I heard in a theology course I took once that there are two kinds of revelation, natural revelation and special revelation. The Bible is special revelation because God spoke through men specifically. Nature, however, is natural revelation because you can look at it and understand a lot about God just from what you see.

The verse this morning says it better than I can:

Romans 1:20

20 For ever since the world was created, people have seen the earth and sky. Through everything God made, they can clearly see his invisible qualities—his eternal power and divine nature. So they have no excuse for not knowing God.
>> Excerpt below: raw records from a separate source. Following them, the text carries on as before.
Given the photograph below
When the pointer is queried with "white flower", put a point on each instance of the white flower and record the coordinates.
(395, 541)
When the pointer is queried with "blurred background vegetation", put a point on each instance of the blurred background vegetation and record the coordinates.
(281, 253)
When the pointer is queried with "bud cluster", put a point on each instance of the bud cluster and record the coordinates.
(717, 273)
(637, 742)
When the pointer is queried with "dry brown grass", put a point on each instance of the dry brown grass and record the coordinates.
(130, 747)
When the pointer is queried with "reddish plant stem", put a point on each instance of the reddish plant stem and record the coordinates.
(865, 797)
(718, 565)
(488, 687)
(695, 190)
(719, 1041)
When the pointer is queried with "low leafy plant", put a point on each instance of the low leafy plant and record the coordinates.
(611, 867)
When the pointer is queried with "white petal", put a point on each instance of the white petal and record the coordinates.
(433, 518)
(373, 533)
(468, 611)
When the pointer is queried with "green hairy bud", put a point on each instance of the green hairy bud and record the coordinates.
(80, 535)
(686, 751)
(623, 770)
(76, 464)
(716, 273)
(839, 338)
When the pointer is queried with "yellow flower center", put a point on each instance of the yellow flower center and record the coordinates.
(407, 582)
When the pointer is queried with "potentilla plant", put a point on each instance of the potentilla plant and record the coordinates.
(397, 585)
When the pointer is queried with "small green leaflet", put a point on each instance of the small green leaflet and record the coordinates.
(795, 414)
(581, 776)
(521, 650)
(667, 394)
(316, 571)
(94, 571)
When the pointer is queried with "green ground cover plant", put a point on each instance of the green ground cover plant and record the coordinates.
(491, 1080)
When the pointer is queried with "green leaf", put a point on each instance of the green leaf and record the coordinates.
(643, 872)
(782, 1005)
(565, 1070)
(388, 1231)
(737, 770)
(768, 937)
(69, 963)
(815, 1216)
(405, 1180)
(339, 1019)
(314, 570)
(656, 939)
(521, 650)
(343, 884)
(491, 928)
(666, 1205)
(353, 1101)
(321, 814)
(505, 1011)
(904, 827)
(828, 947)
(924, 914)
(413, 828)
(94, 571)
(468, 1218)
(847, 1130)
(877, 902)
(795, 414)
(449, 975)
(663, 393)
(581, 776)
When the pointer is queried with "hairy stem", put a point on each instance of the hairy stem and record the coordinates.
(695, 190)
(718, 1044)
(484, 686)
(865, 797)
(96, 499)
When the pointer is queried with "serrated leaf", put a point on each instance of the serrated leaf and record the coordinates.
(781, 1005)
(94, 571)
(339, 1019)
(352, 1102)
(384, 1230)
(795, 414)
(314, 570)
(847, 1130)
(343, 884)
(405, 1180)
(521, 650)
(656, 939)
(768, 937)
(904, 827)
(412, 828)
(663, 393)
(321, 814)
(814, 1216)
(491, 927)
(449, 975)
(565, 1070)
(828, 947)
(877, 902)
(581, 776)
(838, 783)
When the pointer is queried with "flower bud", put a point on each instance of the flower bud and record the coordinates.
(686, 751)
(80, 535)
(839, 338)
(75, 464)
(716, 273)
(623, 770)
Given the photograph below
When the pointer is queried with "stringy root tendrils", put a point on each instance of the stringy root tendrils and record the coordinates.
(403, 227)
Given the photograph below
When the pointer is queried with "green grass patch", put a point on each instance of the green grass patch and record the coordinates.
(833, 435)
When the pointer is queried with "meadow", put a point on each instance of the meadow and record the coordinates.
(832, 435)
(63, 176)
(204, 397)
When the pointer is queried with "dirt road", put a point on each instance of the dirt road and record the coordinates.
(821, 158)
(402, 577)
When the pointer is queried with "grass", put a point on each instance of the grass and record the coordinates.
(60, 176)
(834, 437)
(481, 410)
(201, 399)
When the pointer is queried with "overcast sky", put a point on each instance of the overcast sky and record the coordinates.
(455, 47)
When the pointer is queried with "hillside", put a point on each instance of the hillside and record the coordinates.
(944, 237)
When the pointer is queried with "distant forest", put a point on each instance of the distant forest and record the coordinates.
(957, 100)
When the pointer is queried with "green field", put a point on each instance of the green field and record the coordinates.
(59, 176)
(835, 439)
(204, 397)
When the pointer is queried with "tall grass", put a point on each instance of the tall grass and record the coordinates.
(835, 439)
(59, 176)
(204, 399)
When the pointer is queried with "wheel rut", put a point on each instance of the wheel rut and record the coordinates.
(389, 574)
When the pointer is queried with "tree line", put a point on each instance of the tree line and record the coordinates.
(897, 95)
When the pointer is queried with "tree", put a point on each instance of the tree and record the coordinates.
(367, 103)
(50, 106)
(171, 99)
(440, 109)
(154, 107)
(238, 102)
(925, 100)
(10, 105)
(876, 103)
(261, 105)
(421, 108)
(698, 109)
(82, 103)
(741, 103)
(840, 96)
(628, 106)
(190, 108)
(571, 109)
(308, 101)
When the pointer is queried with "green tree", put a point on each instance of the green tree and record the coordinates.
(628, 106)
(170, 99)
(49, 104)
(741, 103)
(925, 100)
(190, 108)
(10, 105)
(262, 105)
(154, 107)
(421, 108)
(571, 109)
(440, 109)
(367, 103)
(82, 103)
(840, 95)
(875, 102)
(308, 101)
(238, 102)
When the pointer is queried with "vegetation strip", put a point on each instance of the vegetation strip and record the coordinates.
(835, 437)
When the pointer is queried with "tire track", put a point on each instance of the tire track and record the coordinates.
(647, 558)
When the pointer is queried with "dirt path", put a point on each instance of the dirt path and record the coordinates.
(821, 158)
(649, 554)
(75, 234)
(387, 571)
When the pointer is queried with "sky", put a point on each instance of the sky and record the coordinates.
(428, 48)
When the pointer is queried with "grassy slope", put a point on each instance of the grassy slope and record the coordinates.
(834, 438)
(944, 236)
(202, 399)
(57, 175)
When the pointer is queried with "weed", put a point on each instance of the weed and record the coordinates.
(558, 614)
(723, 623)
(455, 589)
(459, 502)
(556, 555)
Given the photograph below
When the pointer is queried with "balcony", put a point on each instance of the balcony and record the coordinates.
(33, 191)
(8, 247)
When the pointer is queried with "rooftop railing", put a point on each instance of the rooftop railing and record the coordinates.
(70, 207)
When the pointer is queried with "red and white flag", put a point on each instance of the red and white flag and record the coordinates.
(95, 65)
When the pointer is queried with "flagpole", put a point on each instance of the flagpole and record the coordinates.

 I don’t understand how people can look at the world and think it happened by accident. That everything we see here came about on its own, by chance. I don’t have a problem if people want to believe that, and I won’t try to change anyone’s mind (I can’t do that anyway). I’m just saying that I don’t understand it. It makes more logical sense to me that the Earth was created, but I’m not going to start on the Creation vs. Evolution soapbox this morning because that’s not what I thought when I read this verse.

I actually felt frustrated with myself. Because I know God. I know Him personally. He’s been my best friend for 21 years. The only other person I’ve been best friends with longer than that is my brother. I know God, and even though all of nature throws Him in my face, I still manage to forget about Him.

I still run into a problem that I can’t fix, and I stress out. I still reach the end of my power and worry. I still try to do everything in my life on my own. I still feel alone.

But all I have to do is watch the moth flying around in my upstairs office (I still don’t know how it got in here; I haven’t been able to swat it), and that is evidence of God’s creativity. A moth is an incredible creature. They fly; what’s not to like? All those tiny little wing feathers. The brilliant, muted colors (no, that’s not a contradiction). Their fuzzy little antennae. (It’s no wonder Arthur the accountant picked it as an alter-ego!)

God made moths, just like He made everything else. He designed them. He created them from nothing. And He gave them to us to study and watch and see and enjoy, and when we see it we can remember who God is. We can remember that He can do anything. We can remember that no matter what problem we’re facing, He is strong enough to overcome it. Because if He’s creative enough to stick fuzzy antennae on a bug and make it fly around a eat clothes, He can help you come up with a solution for any situation in your life.

Just as people have no excuse for not knowing God, I have no excuse for forgetting Him. And on this Good Friday, I want to remember.